Penulis: Yasir  •  Kamis, 13 Agustus 2026 | 01:28:31 WIB
Biaya produksi iPhone 18 Pro meningkat 38 persen akibat lonjakan harga memori, memicu prediksi harga jual mencapai Rp 24,9 juta.

SULAWESI TENGGARA — Kabar kurang menyenangkan datang bagi calon pengguna iPhone kelas atas. Laporan terbaru dari firma riset pasar TrendForce mengungkapkan bahwa biaya produksi iPhone 18 Pro mengalami kenaikan signifikan, lebih dari 38 persen dibandingkan generasi pendahulunya. Pemicu utamanya adalah melonjaknya harga memori, komponen yang kini menjadi salah satu sektor pengeluaran terbesar Apple.

Kenaikan biaya produksi ini diproyeksikan berdampak langsung pada harga jual di pasar. Berdasarkan analisis The Wall Street Journal dan analis GF Securities, Jeff Pu, harga awal iPhone 18 Pro diperkirakan mencapai 1.399 dollar AS atau sekitar Rp 24,9 juta. Jika terealisasi, angka ini menandai kenaikan sekitar 300 dollar AS (sekitar Rp 5,3 juta) dari harga peluncuran iPhone 17 Pro.

Memori Kini Jadi Komponen Termahal

TrendForce secara khusus menganalisis biaya komponen atau Bill of Materials (BOM) untuk melihat struktur pengeluaran Apple. Hasilnya, Apple diperkirakan harus membayar hampir tiga kali lipat lebih mahal untuk memori yang digunakan pada iPhone 18 Pro dibandingkan tahun sebelumnya.
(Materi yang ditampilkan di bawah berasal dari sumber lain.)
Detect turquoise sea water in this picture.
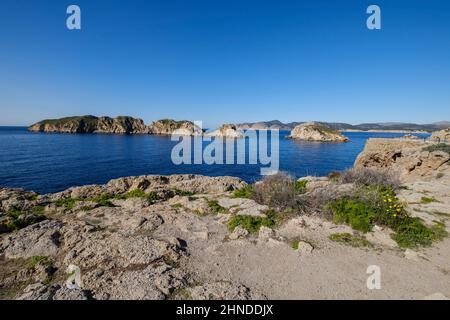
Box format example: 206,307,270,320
0,127,430,194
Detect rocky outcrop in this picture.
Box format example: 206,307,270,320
287,122,349,142
430,127,450,142
2,168,450,299
205,124,243,138
354,138,450,181
0,174,260,300
28,116,149,134
148,119,203,136
28,116,203,136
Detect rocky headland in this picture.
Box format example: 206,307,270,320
430,127,450,142
1,139,450,300
355,138,450,181
287,122,349,142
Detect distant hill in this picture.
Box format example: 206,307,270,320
235,120,450,132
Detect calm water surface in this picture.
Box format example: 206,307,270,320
0,127,430,194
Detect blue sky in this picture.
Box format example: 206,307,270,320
1,0,449,127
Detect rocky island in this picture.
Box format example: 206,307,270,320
205,124,243,138
1,139,449,300
287,122,349,142
28,116,202,136
148,119,203,136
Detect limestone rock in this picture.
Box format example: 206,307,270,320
2,220,62,259
354,138,450,182
258,226,275,240
430,127,450,142
229,226,249,240
148,119,202,136
287,122,349,142
296,241,314,255
205,124,243,138
28,115,149,134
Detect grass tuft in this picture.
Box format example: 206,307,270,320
329,233,373,248
227,215,275,234
231,185,253,199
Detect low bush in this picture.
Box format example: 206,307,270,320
421,197,439,204
338,168,400,191
232,185,253,199
27,256,51,269
86,193,116,207
173,189,195,197
227,215,275,234
252,173,301,210
327,187,447,248
123,189,159,202
32,205,45,215
5,215,44,232
294,180,308,194
207,200,226,214
55,197,77,210
6,207,23,219
328,233,373,248
423,143,450,155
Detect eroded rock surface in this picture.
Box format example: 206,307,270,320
354,138,450,181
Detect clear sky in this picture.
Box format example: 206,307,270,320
1,0,449,127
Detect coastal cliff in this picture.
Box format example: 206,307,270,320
28,116,149,134
430,127,450,142
354,138,450,181
28,116,202,136
148,119,202,136
287,122,349,142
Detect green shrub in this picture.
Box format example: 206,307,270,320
86,193,116,207
294,180,308,194
6,207,23,219
123,189,159,202
421,197,439,204
228,215,275,234
327,187,447,248
232,185,253,199
328,199,375,232
207,200,226,214
423,143,450,155
290,239,301,250
27,256,51,269
79,205,95,211
329,233,373,248
32,205,45,215
173,189,195,197
5,215,44,232
55,197,77,210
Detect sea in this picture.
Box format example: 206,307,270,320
0,127,430,194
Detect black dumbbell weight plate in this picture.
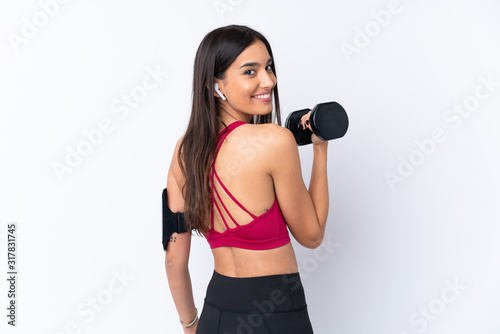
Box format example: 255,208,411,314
310,102,349,141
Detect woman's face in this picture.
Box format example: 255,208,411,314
215,40,276,120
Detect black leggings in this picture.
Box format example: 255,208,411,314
196,270,314,334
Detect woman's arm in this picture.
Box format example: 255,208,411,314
164,232,198,332
266,124,329,249
164,137,198,332
308,141,329,244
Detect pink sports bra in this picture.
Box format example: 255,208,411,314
203,121,291,250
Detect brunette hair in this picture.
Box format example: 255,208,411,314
178,25,281,235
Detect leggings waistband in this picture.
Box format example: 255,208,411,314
204,270,308,313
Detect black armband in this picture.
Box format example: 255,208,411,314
162,187,188,251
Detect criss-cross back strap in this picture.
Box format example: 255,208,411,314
213,170,257,220
209,122,257,231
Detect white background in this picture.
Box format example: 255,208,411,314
1,0,499,333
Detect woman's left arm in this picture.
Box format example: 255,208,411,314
164,232,198,331
164,136,199,331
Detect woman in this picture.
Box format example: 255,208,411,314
163,25,329,333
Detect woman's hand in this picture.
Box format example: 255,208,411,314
300,110,327,146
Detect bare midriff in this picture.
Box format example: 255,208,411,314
212,243,299,278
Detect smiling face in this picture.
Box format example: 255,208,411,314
215,39,277,122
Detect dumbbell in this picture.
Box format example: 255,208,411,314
285,101,349,146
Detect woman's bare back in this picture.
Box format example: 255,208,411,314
210,122,298,277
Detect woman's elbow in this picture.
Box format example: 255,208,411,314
306,230,325,249
165,252,189,270
296,235,323,249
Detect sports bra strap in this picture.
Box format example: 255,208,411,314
210,121,259,230
213,169,257,219
211,121,244,167
211,171,240,228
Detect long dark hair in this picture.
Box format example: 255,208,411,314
178,25,282,235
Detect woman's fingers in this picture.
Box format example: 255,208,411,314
300,110,312,130
300,110,326,144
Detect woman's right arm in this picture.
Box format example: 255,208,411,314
266,124,329,249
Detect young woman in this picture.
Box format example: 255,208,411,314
163,25,329,333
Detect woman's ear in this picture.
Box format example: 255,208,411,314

Perubahan ini terbilang drastis. Tahun lalu, biaya memori hanya berkontribusi sekitar 10 persen dari total biaya komponen iPhone. Namun untuk iPhone generasi berikutnya, persentasenya ditaksir melonjak hingga lebih dari 40 persen. Alhasil, komponen penyimpanan ini diprediksi menjadi salah satu beban biaya terbesar, menggeser posisi layar yang sebelumnya mendominasi struktur biaya produksi.

Apple Siap Korbankan Margin Keuntungan?

Meski terdesak oleh kenaikan biaya, Apple dikabarkan tidak akan serta-merta meneruskan seluruh beban tersebut ke konsumen. Strategi ini dinilai serupa dengan yang diterapkan perusahaan pada sejumlah model MacBook terbaru, di mana kenaikan harga jual tidak sepenuhnya mencerminkan peningkatan biaya produksi yang ditanggung.
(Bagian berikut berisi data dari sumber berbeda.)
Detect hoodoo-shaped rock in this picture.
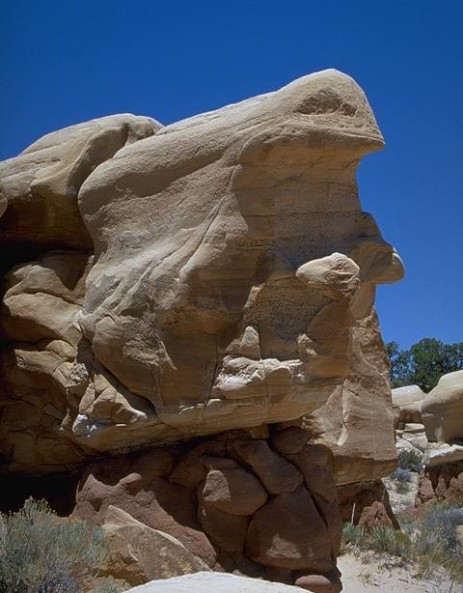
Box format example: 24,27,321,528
1,70,404,590
2,69,402,464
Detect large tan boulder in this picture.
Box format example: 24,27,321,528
64,69,401,454
0,71,405,592
1,71,403,479
392,384,425,428
98,506,209,589
422,370,463,442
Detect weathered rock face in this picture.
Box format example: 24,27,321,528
96,505,209,591
0,115,160,473
416,460,463,505
304,302,398,484
0,114,160,259
1,69,403,591
1,69,403,472
73,69,403,453
422,370,463,443
73,429,342,589
336,479,399,528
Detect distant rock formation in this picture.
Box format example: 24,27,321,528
0,70,404,590
422,370,463,443
392,385,425,428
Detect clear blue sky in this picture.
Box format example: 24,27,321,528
1,0,462,349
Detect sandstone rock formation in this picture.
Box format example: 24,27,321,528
416,459,463,505
0,115,160,473
336,479,399,528
392,385,425,428
0,70,404,590
73,428,343,590
398,423,428,450
422,370,463,443
1,69,403,474
98,506,209,590
0,114,160,258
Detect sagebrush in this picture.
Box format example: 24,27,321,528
0,497,113,593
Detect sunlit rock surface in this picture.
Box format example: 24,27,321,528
0,68,404,592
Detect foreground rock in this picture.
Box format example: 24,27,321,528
1,70,404,589
97,506,208,590
124,572,306,593
2,69,401,469
74,429,342,587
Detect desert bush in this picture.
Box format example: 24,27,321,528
397,447,423,472
414,503,463,582
392,468,413,493
342,522,412,560
392,468,412,482
341,501,463,584
368,525,413,558
0,497,112,593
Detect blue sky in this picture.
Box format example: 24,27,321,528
1,0,461,349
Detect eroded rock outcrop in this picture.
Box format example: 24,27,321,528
392,384,425,428
73,428,343,590
98,506,209,590
1,70,404,589
0,115,161,472
422,370,463,443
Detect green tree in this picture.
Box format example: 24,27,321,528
387,338,463,392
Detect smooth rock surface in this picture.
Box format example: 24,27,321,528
0,114,160,253
422,370,463,443
246,486,334,572
199,464,268,515
392,385,425,428
0,70,403,472
124,572,304,593
74,70,401,453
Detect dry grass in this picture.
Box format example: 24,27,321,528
0,498,117,593
341,501,463,588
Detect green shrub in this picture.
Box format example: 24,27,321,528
0,498,111,593
342,522,412,560
414,503,463,582
341,501,463,584
397,447,423,472
392,468,412,482
368,525,413,558
395,481,411,494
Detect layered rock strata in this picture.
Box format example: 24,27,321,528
1,70,402,474
0,70,404,589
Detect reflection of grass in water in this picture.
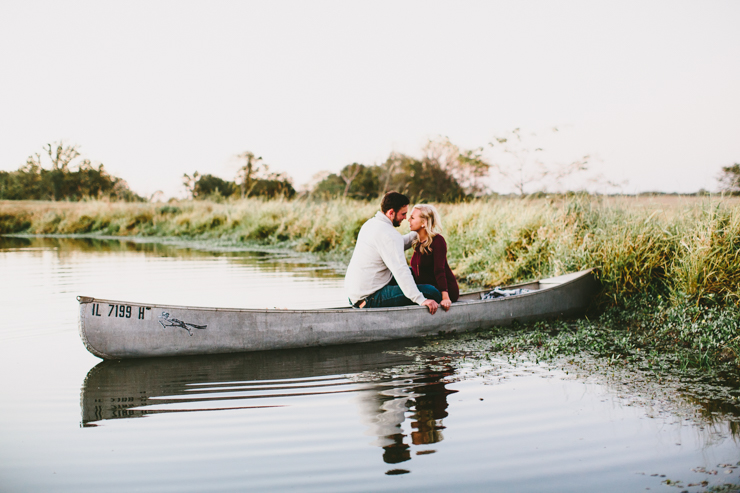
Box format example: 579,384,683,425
3,195,740,366
356,345,740,490
0,235,345,279
708,484,740,493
TrendForce menilai Apple kemungkinan besar akan mengorbankan sebagian margin keuntungan demi menjaga kenaikan harga iPhone 18 tetap terkendali. Langkah ini diambil untuk mempertahankan minat konsumen dan menjaga volume penjualan tetap stabil di tengah tekanan pasar global.

Keputusan ini menjadi pertimbangan penting bagi konsumen Indonesia yang selama ini menjadi salah satu pasar potensial Apple. Dengan estimasi harga yang mencapai Rp 24,9 juta, calon pembeli perlu menimbang apakah peningkatan spesifikasi dan performa iPhone 18 Pro sebanding dengan selisih harga yang cukup signifikan dibandingkan pendahulunya.

Reporter: Yasir
Sumber: tekno.kompas.com This article was automatically rewritten by AI based on the source above without altering the facts of the original article.